With consultation from a variety of authorities in the field, here’s a list of the most frequently asked health questions of 2017.
How can I lose weight?
Between fasting, keto and every other fad diet – curious minds keep asking the same questions, but with new factors driving it. Two healthcare experts said some form of this inquiry was one of the most common questions they heard this year. Dr. Susan Besser, a primary care provider with Mercy Personal Physicians at Overlea in Maryland, said the weight question is always a popular one from year to year.
As far an answer to the question, Carol Thelen, a family nurse practitioner from Maryland-based Mercy Personal Physicians at Lutherville, had a bit of advice. “[C]alories count for 85 percent of what we need to do to lose weight,” she said via email. “Make lifestyle changes that you can continue for the rest of your life.”
Can I avoid using pills, and should I use them at all?
Pill-related inquiries seemed to be another conversation topic over 2017 – with more awareness of holistic options and the addiction and opioid crisis, people are asking more questions about the drugs they’re taking.

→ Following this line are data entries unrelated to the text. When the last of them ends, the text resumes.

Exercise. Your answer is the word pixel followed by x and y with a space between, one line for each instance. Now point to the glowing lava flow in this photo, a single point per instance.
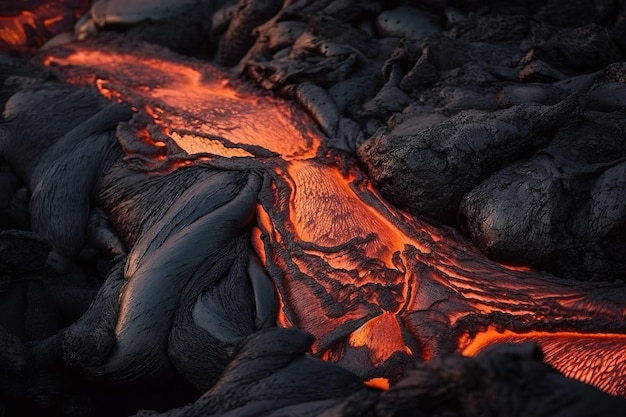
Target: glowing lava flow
pixel 376 287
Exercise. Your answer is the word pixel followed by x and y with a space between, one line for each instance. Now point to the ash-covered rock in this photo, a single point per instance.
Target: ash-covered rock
pixel 411 87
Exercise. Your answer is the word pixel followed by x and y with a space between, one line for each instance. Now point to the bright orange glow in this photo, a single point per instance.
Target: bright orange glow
pixel 378 383
pixel 200 101
pixel 370 282
pixel 595 358
pixel 382 335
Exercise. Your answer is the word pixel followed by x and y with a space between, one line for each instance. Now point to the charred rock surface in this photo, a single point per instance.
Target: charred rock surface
pixel 169 232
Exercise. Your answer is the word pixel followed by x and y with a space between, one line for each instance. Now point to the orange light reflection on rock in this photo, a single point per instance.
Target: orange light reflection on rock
pixel 351 269
pixel 198 97
pixel 594 358
pixel 378 383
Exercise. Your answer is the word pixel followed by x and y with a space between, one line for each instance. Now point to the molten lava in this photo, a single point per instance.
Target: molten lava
pixel 376 287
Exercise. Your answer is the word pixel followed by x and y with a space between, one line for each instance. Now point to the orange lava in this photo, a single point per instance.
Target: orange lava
pixel 375 286
pixel 595 358
pixel 206 105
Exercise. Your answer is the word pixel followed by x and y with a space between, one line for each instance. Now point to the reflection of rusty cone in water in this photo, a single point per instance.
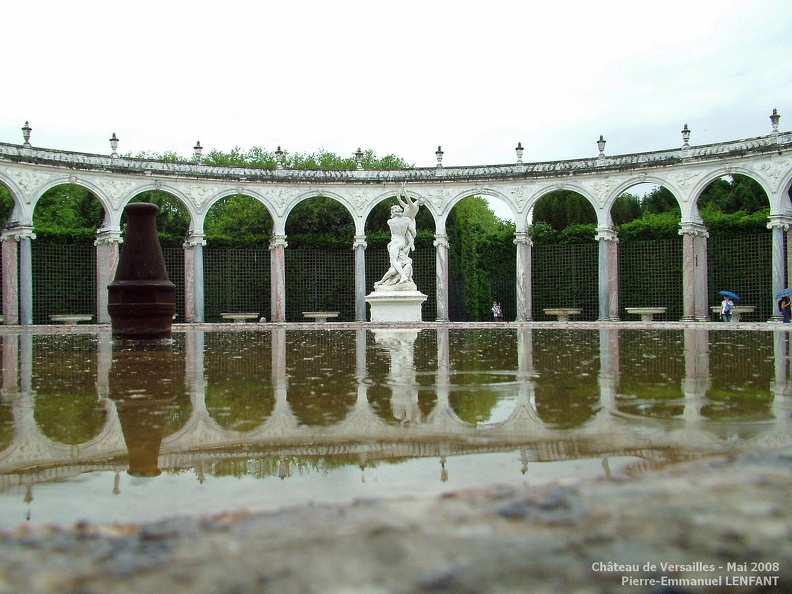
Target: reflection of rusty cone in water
pixel 141 299
pixel 142 384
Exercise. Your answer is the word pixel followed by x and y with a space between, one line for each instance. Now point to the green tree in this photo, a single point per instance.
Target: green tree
pixel 562 208
pixel 627 207
pixel 236 221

Dr. Megan Williams Khmelev, a primary care doctor based in San Antonio, Texas, said she’s been on the receiving end of questions like “How can I treat my diabetes naturally without medications?”
On another note, Besser mentioned that her patients frequently asked about whether they can have pain pills at all. Though she said the question is always common, Besser believes patients were probably more curious about the topic due to all the media about opioids this year.
Mickie Carter, a physician assistant licensed to practice in Tennessee and Texas, had similar thoughts. She practices in an urgent care setting, and patients often asked whether a certain medication is addictive.
“Patients have needed more reassurance than ever that the medicines being prescribed are medically necessary and (in most cases) not habit-forming,” she noted via email.
Why do I have to go to the dentist twice a year?
Oral hygiene is part of your health as well. Via email, Dr. Brent Rusnak, a dentist and the founder of Richmond, Virginia-based River Run Dental, chimed in on this year’s most consistent query.
Patients most commonly ask why they have to visit the dentist biannually. “Beyond the obvious of more frequent dental visits for preventive measures, most people do not correlate oral health to their overall health, but the mouth can actually provide some of the first signs of a larger health issue,” he said. Issues like heart disease, osteoporosis, diabetes and HIV initially manifest themselves within the mouth, Rusnak noted.
We’re sure this year will usher in a new superfood, super diet and conversation topic that none of us can get enough of, but the best course of action is to consult your doctor and to listen to your body.